From security researcher/journalist Kevin Poulsen at Wired’s Threat Level:
The bug had been around since at least October (Thanks to Rose for tipping me off), during which time it had been gleefully exploited by voyeurs, hackers, entrepreneurs and lechers; you can find pages and pages of public message board comments around the web in which posters are peeking in on 14 and 15-year-old girls and sharing what they find.
Ad-supported web sites with names like Can’t Hide and MySpacePrivateProfile.com emerged to earn a buck off the glitch. One such site reports that its users have accessed, or attempted to access, 77,000 private profiles — 3,000 of them today.
The day after he reported it to MySpace, they fixed it. Good for them. And the websites that exploited the vulnerability aren’t delivering private photos any more. Hold on, though: why hadn’t they fixed it earlier? Kevin ends with
That seems to leave just two possibilities:
- MySpace didn’t know this was going on before.

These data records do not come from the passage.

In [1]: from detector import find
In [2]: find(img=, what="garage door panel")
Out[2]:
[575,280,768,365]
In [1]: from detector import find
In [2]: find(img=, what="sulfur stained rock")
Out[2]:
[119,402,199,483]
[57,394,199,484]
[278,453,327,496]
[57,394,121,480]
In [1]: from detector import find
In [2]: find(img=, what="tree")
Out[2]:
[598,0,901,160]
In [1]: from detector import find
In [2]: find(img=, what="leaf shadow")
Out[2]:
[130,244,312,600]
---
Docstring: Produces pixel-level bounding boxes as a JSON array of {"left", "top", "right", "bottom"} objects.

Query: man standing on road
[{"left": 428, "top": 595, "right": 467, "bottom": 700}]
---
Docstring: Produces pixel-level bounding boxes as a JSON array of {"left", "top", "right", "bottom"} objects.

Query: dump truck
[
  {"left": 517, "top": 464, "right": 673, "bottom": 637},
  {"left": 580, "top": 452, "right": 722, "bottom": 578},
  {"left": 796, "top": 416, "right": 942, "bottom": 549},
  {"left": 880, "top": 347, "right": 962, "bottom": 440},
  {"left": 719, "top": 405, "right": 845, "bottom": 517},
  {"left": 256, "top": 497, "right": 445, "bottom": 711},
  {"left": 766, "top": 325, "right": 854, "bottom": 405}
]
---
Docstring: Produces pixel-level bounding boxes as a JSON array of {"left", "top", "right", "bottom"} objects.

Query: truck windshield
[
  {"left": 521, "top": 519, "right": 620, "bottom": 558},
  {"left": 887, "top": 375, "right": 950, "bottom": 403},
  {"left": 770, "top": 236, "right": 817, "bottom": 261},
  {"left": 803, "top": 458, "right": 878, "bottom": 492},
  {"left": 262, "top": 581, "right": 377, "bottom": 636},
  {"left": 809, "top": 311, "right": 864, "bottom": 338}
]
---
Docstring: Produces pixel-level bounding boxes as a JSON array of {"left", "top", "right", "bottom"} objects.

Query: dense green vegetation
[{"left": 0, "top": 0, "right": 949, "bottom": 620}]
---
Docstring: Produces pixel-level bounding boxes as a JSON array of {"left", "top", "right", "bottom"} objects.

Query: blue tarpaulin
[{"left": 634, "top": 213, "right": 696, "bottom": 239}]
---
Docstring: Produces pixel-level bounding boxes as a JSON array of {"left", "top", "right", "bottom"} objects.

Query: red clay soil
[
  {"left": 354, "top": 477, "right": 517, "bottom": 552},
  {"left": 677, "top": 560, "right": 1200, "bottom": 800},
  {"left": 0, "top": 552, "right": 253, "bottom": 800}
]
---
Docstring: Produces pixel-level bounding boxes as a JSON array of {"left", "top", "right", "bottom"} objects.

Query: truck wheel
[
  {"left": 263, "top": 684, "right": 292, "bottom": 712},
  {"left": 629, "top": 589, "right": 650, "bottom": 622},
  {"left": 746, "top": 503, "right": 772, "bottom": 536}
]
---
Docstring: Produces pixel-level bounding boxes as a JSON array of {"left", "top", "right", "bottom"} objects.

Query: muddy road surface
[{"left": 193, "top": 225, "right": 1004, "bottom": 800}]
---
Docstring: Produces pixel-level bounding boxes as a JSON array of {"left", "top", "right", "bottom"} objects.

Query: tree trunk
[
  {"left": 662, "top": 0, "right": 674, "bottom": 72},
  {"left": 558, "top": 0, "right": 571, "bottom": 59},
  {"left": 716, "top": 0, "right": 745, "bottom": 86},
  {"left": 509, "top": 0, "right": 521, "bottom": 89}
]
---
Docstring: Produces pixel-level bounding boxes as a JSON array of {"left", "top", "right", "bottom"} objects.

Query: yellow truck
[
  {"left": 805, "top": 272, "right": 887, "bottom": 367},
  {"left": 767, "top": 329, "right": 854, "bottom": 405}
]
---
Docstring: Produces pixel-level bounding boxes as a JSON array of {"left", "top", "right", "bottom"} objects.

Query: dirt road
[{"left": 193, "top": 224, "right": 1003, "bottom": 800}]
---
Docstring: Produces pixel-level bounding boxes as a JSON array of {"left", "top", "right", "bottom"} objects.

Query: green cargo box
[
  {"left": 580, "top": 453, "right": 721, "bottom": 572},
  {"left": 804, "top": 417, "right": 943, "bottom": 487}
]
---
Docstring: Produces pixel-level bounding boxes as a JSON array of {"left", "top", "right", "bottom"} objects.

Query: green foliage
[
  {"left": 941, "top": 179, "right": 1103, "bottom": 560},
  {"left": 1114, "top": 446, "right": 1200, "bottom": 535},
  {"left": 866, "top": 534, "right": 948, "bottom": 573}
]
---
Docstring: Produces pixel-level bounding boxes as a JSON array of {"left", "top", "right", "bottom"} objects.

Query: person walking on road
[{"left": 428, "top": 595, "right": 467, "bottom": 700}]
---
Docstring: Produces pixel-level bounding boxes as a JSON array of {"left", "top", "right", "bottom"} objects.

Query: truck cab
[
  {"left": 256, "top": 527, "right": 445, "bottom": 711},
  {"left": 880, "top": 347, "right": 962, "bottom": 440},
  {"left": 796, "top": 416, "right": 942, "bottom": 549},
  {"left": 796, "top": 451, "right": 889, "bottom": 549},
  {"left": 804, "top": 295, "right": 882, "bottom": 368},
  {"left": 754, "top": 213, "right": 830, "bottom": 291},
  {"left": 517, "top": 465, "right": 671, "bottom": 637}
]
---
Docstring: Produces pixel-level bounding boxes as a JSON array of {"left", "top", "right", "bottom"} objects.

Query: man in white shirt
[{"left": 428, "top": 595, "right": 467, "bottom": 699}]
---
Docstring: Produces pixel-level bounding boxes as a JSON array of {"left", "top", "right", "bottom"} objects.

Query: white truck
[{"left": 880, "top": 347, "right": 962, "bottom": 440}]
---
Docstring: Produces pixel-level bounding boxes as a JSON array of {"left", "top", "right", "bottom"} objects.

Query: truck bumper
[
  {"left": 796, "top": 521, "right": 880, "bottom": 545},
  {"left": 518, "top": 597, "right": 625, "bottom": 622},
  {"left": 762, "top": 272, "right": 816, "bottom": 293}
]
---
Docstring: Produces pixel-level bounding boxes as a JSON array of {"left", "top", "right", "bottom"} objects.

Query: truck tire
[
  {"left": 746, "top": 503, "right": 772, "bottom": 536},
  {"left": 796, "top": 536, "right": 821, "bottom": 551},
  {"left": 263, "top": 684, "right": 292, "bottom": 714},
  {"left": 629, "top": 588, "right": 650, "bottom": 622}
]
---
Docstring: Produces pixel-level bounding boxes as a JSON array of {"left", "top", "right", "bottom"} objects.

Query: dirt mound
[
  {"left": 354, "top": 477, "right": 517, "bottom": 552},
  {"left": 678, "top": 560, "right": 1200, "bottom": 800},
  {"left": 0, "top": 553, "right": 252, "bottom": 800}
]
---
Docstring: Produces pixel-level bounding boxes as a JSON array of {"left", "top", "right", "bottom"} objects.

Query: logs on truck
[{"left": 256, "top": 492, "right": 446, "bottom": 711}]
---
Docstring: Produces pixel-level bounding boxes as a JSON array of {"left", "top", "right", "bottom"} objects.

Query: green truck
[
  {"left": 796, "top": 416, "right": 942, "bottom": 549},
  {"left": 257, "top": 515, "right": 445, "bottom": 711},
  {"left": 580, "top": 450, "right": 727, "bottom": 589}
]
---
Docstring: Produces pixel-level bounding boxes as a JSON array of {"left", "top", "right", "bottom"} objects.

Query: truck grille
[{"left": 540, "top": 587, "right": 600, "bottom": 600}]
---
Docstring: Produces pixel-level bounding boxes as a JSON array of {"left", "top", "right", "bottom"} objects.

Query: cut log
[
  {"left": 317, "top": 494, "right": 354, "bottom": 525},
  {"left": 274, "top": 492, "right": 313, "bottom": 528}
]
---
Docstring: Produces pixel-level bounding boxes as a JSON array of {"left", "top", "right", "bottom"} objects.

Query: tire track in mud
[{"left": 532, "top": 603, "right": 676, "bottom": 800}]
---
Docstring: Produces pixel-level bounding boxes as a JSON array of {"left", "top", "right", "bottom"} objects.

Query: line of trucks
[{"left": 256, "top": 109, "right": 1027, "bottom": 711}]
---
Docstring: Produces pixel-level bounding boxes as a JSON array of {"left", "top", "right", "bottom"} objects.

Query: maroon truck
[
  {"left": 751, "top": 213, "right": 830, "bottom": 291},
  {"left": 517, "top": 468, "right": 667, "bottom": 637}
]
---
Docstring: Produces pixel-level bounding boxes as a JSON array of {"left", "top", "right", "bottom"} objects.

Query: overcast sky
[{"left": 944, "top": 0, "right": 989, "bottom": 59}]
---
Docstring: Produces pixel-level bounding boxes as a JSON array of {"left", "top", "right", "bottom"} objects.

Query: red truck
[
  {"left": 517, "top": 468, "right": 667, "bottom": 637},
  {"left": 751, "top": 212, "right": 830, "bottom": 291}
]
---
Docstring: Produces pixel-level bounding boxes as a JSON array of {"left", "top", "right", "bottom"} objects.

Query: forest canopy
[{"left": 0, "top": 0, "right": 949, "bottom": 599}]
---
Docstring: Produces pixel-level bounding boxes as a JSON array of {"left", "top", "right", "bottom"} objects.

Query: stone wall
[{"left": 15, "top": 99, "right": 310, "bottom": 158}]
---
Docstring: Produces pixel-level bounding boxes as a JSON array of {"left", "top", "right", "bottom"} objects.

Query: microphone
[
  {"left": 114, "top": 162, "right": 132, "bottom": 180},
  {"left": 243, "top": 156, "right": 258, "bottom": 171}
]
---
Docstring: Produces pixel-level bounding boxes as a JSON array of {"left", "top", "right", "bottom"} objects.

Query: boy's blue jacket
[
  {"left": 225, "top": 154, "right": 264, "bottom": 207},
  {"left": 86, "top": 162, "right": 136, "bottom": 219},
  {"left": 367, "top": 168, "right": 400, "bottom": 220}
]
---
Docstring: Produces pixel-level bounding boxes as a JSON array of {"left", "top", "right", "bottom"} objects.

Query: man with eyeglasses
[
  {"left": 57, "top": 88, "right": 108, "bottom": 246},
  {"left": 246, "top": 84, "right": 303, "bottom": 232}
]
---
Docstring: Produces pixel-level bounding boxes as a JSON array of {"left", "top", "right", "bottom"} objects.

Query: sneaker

- MySpace knew about it, but didn’t take action until the press noticed.
I’ll have more next week.
We shall see …
Claims by MySpace, Facebook, or any other online service that they protect people’s personal information only hold water if they pay a lot of attention to security when they’re building their software and running their site. One of the objections to the potential email list in the MySpace “child safety” agreement with state attorneys general was that the list would be valuable to spammers and scammers as well as child predators. Situations like this, or the recent compromise of thousands of accounts on adult web sites where the company similarly didn’t react for months, show how real this issue is.